They raise Angus and Simmental cattle.
"We diversified 10 years ago and have some broiler houses on the edge of Oklahoma and in Stella, but our passion is beef cattle," he said.
Asked what it takes to be successful in farming, he answered, "Patience, willingness to make it your lifestyle. You've got to make sure that it comes first. You've got activities planned but, if a cow starts having a calf, it's probably at the most inconvenient time. You've got to take care of those animals. Budgeting and planning, knowing what you can and can't do. And you'd better have a love for it. It's no fun to bust ice when it's zero degrees, and it's no fun to buck hay when it's 120 degrees. But we enjoy the people we meet, and we enjoy the work that's done at the end of the day. Helping feed the world, that's a good feeling."
He said among the things he enjoys about farming are seeing how productive he has been by the end of the day, being able to do things as a family, and seeing his children be successful and make lifelong friends. He also noted there are small rewards such as seeing a newborn calf or watching a sunrise or sunset.
Challenges in farming include the weather, growing regulations, government oversight, markets and figuring out how to best market his product, he said.
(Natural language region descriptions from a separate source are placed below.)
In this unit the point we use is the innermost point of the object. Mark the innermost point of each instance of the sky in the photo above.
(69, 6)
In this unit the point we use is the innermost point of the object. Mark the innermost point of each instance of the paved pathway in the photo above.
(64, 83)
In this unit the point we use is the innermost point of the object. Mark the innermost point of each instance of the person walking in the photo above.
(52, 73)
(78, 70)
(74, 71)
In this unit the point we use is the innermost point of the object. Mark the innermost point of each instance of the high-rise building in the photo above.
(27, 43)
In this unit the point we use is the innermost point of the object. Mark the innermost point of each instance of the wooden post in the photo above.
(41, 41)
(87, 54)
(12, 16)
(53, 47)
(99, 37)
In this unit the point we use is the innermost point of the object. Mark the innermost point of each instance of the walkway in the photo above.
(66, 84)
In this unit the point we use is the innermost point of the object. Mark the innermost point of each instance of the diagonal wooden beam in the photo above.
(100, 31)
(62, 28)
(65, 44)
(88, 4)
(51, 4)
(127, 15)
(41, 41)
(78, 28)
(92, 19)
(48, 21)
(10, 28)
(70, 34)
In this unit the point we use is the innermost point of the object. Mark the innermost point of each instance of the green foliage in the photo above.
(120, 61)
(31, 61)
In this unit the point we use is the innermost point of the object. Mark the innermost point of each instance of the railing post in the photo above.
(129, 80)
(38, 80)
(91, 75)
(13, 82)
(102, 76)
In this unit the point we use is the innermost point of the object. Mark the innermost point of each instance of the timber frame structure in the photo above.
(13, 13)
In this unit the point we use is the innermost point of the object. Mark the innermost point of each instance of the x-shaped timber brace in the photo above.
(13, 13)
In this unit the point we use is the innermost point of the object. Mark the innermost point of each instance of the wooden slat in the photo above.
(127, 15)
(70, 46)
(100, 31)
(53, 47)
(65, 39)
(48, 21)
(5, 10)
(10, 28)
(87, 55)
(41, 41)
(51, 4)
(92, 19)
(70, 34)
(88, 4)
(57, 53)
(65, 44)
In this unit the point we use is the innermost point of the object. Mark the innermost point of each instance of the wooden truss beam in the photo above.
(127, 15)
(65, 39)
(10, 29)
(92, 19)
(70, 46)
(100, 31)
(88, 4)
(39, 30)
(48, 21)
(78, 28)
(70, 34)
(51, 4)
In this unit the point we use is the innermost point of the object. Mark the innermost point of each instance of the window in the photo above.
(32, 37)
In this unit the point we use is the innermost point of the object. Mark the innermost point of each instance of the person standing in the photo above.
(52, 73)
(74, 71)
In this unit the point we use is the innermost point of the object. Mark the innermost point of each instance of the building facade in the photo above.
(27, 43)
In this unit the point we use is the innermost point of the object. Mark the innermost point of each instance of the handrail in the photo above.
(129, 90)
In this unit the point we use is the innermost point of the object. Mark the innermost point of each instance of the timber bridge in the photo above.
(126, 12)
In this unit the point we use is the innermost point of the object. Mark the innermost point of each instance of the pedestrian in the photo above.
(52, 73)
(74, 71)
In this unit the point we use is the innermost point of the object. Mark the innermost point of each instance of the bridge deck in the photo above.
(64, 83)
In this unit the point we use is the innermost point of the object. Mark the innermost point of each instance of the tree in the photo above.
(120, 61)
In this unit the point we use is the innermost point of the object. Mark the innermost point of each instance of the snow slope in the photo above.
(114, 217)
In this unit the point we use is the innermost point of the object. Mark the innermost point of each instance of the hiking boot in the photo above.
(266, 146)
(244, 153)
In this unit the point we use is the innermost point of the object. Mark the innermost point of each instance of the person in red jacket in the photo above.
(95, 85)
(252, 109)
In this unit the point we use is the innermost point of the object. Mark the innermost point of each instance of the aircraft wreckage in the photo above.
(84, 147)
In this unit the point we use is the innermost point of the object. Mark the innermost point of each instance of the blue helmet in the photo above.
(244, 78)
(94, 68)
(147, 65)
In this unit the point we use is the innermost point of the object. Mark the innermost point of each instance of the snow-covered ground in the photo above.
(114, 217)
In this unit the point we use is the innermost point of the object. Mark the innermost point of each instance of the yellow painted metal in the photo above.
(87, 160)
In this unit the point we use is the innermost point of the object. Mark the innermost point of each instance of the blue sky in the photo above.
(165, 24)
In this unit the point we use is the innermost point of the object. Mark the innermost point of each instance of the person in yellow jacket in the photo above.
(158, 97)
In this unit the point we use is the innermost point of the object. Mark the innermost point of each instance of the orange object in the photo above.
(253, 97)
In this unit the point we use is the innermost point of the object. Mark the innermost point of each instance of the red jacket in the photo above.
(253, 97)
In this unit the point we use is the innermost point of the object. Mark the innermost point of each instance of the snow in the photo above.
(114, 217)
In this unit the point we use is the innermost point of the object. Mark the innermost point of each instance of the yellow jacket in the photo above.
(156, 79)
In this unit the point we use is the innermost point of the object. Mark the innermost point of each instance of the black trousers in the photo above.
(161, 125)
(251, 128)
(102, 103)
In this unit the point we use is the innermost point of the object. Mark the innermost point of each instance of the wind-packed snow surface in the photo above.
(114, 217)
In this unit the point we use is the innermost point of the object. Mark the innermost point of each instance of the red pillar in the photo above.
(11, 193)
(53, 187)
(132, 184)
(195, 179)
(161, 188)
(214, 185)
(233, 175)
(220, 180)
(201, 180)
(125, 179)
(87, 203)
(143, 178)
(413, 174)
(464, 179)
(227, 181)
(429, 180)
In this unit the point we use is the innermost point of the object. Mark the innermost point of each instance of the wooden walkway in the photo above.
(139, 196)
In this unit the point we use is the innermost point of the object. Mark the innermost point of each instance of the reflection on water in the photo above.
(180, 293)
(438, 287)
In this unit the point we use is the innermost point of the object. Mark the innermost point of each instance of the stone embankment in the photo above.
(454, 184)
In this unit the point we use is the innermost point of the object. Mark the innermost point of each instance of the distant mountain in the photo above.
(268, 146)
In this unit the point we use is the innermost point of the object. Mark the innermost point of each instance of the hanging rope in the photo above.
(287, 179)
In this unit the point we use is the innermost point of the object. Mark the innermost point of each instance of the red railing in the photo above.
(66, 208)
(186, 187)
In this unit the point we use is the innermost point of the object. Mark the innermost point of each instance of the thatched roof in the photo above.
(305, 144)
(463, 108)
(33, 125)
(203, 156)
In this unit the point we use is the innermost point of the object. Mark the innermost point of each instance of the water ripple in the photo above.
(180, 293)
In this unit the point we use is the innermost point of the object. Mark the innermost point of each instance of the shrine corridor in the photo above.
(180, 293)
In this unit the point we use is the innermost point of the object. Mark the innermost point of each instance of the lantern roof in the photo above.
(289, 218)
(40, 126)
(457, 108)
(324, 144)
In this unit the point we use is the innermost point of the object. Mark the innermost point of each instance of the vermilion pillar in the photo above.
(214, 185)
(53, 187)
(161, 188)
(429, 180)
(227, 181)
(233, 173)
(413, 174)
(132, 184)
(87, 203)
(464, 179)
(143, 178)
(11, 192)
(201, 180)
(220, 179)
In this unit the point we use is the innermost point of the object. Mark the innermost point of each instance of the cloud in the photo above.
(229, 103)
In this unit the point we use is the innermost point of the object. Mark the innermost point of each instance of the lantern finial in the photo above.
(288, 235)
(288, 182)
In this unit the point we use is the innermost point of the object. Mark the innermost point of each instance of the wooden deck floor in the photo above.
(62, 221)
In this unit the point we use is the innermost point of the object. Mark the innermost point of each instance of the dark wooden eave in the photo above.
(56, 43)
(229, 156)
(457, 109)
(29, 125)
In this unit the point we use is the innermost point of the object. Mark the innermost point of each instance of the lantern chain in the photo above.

Weather is probably the biggest challenge, he added.
Vance works full-time as a banker for Live Oak Bank, covering the Midwest region, and Jennifer works full-time as a veterinarian in Anderson and in Bella Vista, Ark.
He added he believes that farmers need to be part of their professional organizations so their voices can be heard.
"I'm a firm believer in 4-H and FFA. They helped us develop into the adults we are," he said.